Prions are proteinaceous infectious particles which cause diseases in myriad animals by affecting the structure and, subsequently, the function of the brain and other neural tissues. All are fatal. Prions are actually made of a protein which exists normally in healthy humans and animals called PrPc. The infectious, or PrPsc, form is different in that it is folded differently such that it cannot be broken down by proteases; the body's normal protein degrading enzymes. Not only is this aberrant form of PrP undegradable, it can actually transform the normal healthy PrP into the pathological form. It is worthwhile to note that while prion diseases can be infectious, some can be familial and directly inherited.

I like to think of the PrPsc protein as if it were an unruly elementary school student with very rich parents who have funded the new wing to the school. The bad student (PrPsc) should be expelled, but the administrators can't do it because they will lose necessary funding (proteases are unable to degrade PrPsc). As a result, the bad student is a terrible influence and converts formerly good students (PrPc) to his bad behavior. They all eventually burn down the school (Central Nervous System disease eventually resulting in death).

OK, so the analogy is crude, but you get the point, right?

A recent publication in PNAS, describes a simple but only recently possible approach to slowing this protein's infectious misbehavior. The researchers first analyzed the thermodynamic stability of PrPc. They found that the normal protein is most unstable at residues which cause a cavity in the protein. These sites of instability seem to be correlated with mutated regions of the PrP protein in inherited prion diseases.

The researchers then embarked on a "dynamics-based" drug discovery strategy. My impression of the strategy is that they utilized proteomic informatics technology to find chemical structures which might bind to and stabilize the collapsible, unstable, residues of the healthy PrPc. If that isn't what they did, I think that might be a good idea...

The researchers eventually tested a handful of compounds in cell models and in animal models of prion diseases. They settled on one compound which did seem to stabilize the endogenous PrPc and reduced the rate of PrPsc induced degeneration in infected mice.

I have much interest in neurodegenerative protein conformation diseases because I work in amyotrophic lateral sclerosis (ALS) drug discovery. I have developed a bias where I am under the impression that the main key to unlocking neurodegenerative diseases lies in understanding the truth about protein misfolding, degradation, and aggregation and as such I find this publication to be very interesting. I may carry this bias as a result of having been heavily influenced by Dr. Susan Lindquist when my research group met with her about 4 years ago.

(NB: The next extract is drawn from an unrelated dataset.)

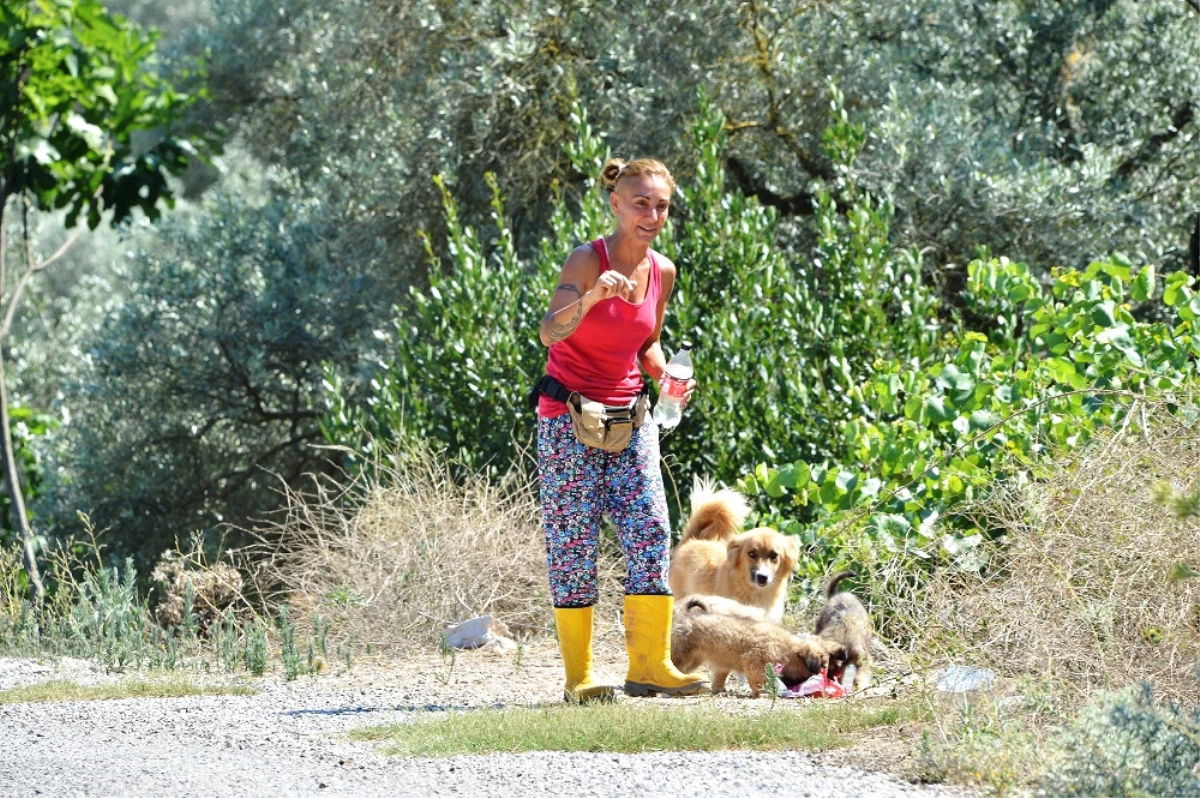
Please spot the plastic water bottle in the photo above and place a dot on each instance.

Dr. Lindquist is a leading protein misfolding expert and sums my feelings up best in the quote below:

"What do "mad cows", people with neurodegenerative diseases, and an unusual type of inheritance in yeast have in common? They are all experiencing the consequences of misfolded proteins. ... In humans the consequences can be deadly, leading to such devastating illnesses as Alzheimer's Disease. In one case, the misfolded protein is not only deadly to the unfortunate individual in which it has appeared, but it can apparently be passed from one individual to another under special circumstances - producing infectious neurodegenerative diseases such as mad-cow disease in cattle and Creutzfeld-Jacob Disease in humans."
--from "From Mad Cows to 'Psi-chotic' Yeast: A New Paradigm in Genetics," NAS Distinguished Leaders in Science Lecture Series, 10 November 1999.